Here we have to see two types of norms imposed by the social contract: soft norms that are morals and hard norms that are laws. That one should not steal, murder or rape are universally applicable norms that are not time and place insensitive. Most have prohibited these actions across various time periods. They are hard laws. Morals, on the contrary, are soft norms – they have their origin in the social, economic and political circumstances of the community. They change as the social, economic and political relationship changes.

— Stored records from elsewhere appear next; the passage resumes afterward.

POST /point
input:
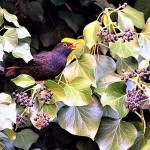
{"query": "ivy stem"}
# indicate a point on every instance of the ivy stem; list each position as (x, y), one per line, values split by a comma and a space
(141, 116)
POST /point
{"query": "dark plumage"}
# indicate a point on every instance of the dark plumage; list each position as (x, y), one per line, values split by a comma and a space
(46, 65)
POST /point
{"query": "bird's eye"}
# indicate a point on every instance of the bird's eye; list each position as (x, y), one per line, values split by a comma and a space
(65, 45)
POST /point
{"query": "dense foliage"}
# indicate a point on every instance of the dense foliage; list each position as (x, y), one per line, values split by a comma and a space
(102, 97)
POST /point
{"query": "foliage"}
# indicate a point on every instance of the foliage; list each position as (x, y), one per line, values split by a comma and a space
(104, 82)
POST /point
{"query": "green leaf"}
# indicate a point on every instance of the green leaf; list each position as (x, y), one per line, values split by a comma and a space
(3, 136)
(105, 65)
(5, 98)
(11, 18)
(115, 134)
(22, 32)
(124, 22)
(1, 16)
(105, 81)
(58, 91)
(136, 16)
(11, 134)
(84, 67)
(129, 63)
(110, 113)
(90, 33)
(74, 21)
(142, 140)
(7, 116)
(23, 51)
(51, 110)
(114, 96)
(23, 80)
(144, 41)
(126, 49)
(78, 92)
(25, 139)
(82, 121)
(9, 40)
(143, 5)
(143, 64)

As a person brought up in a particular society, he or she knows intuitively what is acceptable and what is undesirable conducts in that particular society. If a person conducts undesirably, he will over a period of time become a social outcast; and this would eventually impair his living in the society. Rational individuals have an intuitive understanding of this concept. On the contrary, there are people who do not have these insights. There are individuals who as children were not exposed to the benefits of ‘social contract’, and therefore, do not have an allegiance to ‘social contract’. Say people who have a very broken family, children exposed to criminal environment.  These people have higher probability of disowning norms of social contract- whether it is minor infringement as moral transgressions or major infringement as criminal transgressions. Similarly, there are rare individuals who because of biological reasons do not have the faculty of rationality normal human being possess, irrespective of the social circumstances of their upbringings.  These individuals exist irrespective of being religious or not.  As the American theoretical physicist Steven Weinberg said, evil exist whether religion is there or not. But religion make good people commit evil things. This is precisely because religion is an outdated agency promoting principles of social contract from the social circumstances of its origin.

To conclude, social contract is the basis of all our laws and morals. Human rationality is agency that make people follow laws and morals. Laws are boundaries of major infringements of social contract, while morals are minor infringement of social contact. Change in social, economic and political circumstances bring about changes in the principle of social contract- more so for minor norms or morals and less so for major norms or laws. It is the human capacity for reason and rationality that make them follow laws and morals. Various degrees of compromise to human reason and rationality would cause various degree of infringements of social contract. Religion has no role in it. Religion was just a historical agency that acted as a vanguard of social contract. It is neither necessary nor sufficient for the practice of social contract.